Начнем с названия статьи: довольно компрометирующее, не правда ли? Звучит так, будто мы предоставляем злоумышленникам гайд для успешного сокрытия хакерских атак в сети... Но все не так просто! Ни для кого не секрет, что сеть — это основа инфраструктуры компании, а хакеры пытаются скрыться в ней с помощью разных способов обхода средств анализа трафика. Именно поэтому важно использовать лучшие практики для обеспечения ее безопасности.
Прежде чем говорить о самих средствах анализа сетевого трафика, нужно понять, какой он вообще бывает.

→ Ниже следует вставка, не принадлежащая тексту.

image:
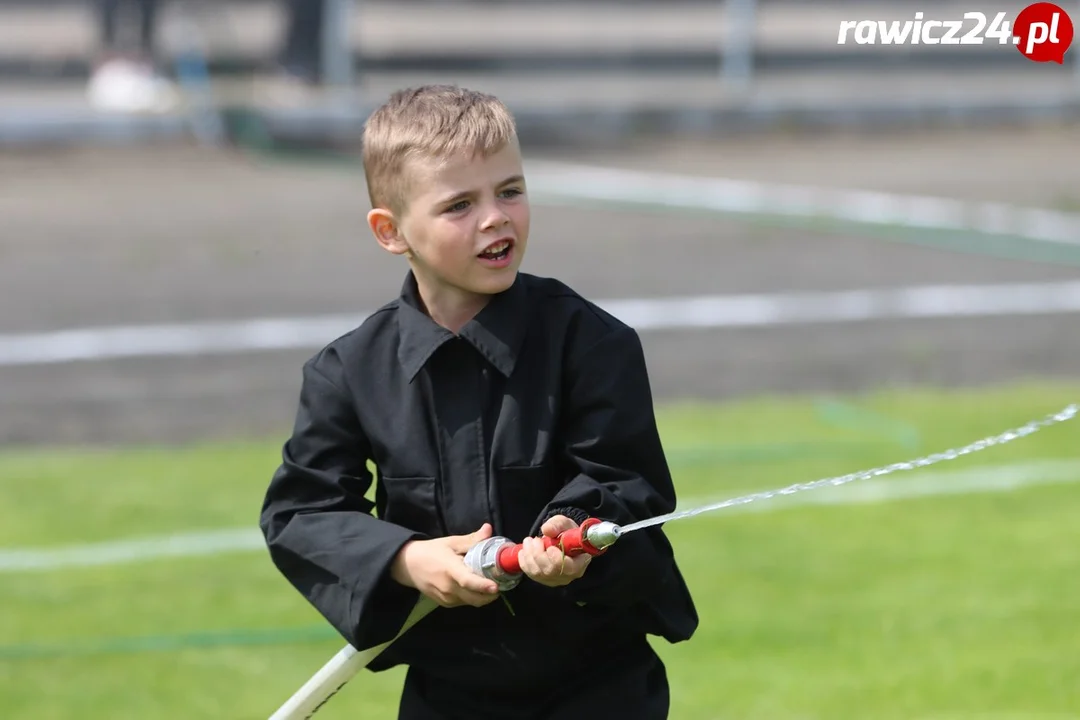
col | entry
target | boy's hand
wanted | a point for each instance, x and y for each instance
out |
(550, 566)
(436, 568)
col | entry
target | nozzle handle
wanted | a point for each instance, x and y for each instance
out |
(571, 542)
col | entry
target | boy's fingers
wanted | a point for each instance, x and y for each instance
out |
(462, 544)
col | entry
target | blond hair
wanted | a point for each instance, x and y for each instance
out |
(431, 122)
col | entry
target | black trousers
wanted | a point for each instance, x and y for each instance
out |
(638, 690)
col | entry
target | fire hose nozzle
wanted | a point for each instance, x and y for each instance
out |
(483, 559)
(496, 558)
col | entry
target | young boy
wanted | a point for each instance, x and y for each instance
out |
(488, 401)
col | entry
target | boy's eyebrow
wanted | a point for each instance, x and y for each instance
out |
(466, 193)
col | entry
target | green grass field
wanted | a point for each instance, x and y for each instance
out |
(945, 606)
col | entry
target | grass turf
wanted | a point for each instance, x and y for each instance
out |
(940, 607)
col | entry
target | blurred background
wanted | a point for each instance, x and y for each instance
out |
(840, 255)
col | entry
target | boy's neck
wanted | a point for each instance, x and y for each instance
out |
(451, 310)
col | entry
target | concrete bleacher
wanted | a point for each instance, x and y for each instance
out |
(597, 65)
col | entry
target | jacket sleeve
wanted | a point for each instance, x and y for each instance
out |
(621, 474)
(319, 526)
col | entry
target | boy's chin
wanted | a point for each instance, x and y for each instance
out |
(497, 282)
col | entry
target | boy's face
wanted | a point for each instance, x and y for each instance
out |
(466, 225)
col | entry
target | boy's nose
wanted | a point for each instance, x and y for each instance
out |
(496, 218)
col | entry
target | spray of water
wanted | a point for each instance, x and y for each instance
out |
(1007, 436)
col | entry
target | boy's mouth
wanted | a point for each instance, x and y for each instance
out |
(498, 249)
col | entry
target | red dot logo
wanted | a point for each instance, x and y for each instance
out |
(1043, 32)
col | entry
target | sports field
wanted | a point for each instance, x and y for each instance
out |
(133, 582)
(946, 592)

Можно построить аналогию «Пирамиды боли» — назовем ее «Пирамида технологий анализа сетевого трафика». Пойдем снизу вверх, увеличивая сложность технологий и их гибкость:
- Анализ по репутационным спискам — на основе встречающихся в трафике опасных индикаторов (хеши, домены, IP-адреса, порты).

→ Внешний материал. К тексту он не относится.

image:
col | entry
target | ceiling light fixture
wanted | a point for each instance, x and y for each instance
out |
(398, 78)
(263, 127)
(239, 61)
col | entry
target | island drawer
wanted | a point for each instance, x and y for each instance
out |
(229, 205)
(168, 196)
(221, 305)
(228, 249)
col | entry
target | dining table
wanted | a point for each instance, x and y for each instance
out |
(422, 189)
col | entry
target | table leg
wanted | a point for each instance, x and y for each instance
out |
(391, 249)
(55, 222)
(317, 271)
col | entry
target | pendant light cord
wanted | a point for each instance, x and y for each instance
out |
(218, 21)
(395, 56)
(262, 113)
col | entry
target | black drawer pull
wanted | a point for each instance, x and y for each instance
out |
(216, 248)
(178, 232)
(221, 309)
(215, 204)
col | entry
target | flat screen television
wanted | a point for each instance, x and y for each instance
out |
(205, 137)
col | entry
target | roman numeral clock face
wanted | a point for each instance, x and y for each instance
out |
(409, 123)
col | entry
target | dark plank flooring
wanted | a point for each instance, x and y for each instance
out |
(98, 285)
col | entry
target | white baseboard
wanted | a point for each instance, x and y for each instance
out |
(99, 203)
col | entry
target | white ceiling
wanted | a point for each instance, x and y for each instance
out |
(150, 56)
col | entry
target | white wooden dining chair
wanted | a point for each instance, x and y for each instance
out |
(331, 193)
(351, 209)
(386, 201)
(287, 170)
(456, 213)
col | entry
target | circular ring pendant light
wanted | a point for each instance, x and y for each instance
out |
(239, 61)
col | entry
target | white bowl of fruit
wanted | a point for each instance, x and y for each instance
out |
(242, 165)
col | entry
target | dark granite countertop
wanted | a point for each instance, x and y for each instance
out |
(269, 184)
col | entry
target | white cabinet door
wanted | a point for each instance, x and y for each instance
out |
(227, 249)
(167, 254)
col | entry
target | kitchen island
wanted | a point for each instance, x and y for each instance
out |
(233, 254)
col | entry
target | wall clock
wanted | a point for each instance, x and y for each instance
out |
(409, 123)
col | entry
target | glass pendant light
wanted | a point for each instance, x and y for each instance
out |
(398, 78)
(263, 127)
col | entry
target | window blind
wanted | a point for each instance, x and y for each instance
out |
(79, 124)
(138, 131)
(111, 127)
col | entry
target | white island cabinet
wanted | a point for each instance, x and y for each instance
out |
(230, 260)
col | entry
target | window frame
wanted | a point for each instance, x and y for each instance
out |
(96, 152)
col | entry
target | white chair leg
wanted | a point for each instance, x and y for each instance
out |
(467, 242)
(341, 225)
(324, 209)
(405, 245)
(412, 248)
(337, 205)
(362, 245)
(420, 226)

- Сигнатурный анализ — сетевые правила на встречаемость в трафике определенных байтов, их последовательностей, длин, связей и других отличительных особенностей.
- Файловый анализ — изучение поведения файлов, генерирующих определенный трафик или присутствующих в нем (например, с помощью песочниц).
- Поведенческий анализ:
- нечеткий поиск (подходит для определения не только одинаковых, но и приблизительно совпадающих данных);
- скриптовые модули (позволяют реализовать дополнительный функционал обработки и анализа трафика, который нельзя провести в сигнатурных правилах);
- профилирование (процесс выделения поведенческих паттернов профиля эндпоинтов для более качественного наблюдения и отслеживания аномальной активности);
- ML-решения.
Ниже мы будем рассматривать разные техники хакеров в формате диалога: Мустангер будет отвечать за сторону атакующих и расскажет об изощренных способах обхода СЗИ, а Ксения покажет нюансы обнаружения и детектирования для каждого из них.

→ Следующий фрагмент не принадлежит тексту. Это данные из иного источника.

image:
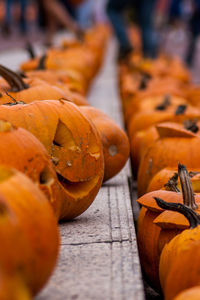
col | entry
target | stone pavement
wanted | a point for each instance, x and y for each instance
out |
(98, 257)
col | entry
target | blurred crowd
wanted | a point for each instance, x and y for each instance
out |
(76, 15)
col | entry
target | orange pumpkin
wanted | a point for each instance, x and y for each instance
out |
(73, 144)
(114, 140)
(173, 145)
(179, 261)
(154, 104)
(191, 294)
(156, 228)
(173, 113)
(29, 236)
(74, 81)
(26, 90)
(139, 142)
(169, 176)
(20, 149)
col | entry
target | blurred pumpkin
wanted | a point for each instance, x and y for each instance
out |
(114, 140)
(175, 143)
(179, 261)
(29, 236)
(73, 144)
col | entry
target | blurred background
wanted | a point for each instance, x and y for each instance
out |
(173, 25)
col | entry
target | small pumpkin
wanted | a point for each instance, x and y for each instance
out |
(114, 140)
(179, 261)
(192, 294)
(26, 90)
(173, 145)
(156, 228)
(169, 176)
(21, 150)
(173, 113)
(29, 236)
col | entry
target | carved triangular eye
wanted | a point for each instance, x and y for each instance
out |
(14, 80)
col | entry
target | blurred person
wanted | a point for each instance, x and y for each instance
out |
(194, 26)
(144, 11)
(6, 28)
(85, 13)
(58, 12)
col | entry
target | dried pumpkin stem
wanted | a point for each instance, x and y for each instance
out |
(14, 80)
(192, 216)
(171, 185)
(188, 194)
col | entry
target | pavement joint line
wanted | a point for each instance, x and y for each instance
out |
(98, 242)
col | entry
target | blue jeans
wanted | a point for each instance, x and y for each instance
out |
(144, 12)
(23, 4)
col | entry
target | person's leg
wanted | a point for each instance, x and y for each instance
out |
(145, 14)
(7, 21)
(23, 24)
(194, 26)
(115, 10)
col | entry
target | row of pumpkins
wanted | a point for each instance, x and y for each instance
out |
(162, 116)
(54, 153)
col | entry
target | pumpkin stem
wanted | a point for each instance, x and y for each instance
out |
(171, 185)
(191, 125)
(14, 80)
(188, 194)
(41, 64)
(163, 105)
(30, 50)
(181, 109)
(192, 216)
(15, 102)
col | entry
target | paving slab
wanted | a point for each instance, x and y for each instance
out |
(99, 256)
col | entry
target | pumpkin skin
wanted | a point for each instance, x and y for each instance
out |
(162, 177)
(20, 149)
(26, 90)
(27, 225)
(30, 89)
(179, 261)
(149, 234)
(156, 228)
(192, 294)
(154, 104)
(114, 140)
(73, 144)
(164, 152)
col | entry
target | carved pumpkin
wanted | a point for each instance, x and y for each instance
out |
(166, 151)
(74, 81)
(27, 90)
(173, 113)
(151, 237)
(139, 142)
(154, 104)
(29, 236)
(20, 149)
(169, 176)
(73, 144)
(114, 140)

Мимикрия под легитимные коммуникации
Мустангер: Злоумышленники часто используют разные техники мимикрии, самая распространенная — TLS-мимикрия. Можно реализовать самописный TLS-протокол, который якобы является настоящим, то есть все рукопожатия, шифрование и т. д. будут проходить как в оригинале.
Ксения: Сливаясь с общим трафиком, мимикрия помогает обходить решения, в которых недостаточно глубоко разобраны определенные протоколы или реализовано распознавание отдельных приложений. Однако ее все-таки можно вычислить: мимикрия, в отличие от подлинного трафика, содержит инородные байты (поля в передаваемых данных). В качестве примера возьмем Toneshell backdoor (см. рис. 2).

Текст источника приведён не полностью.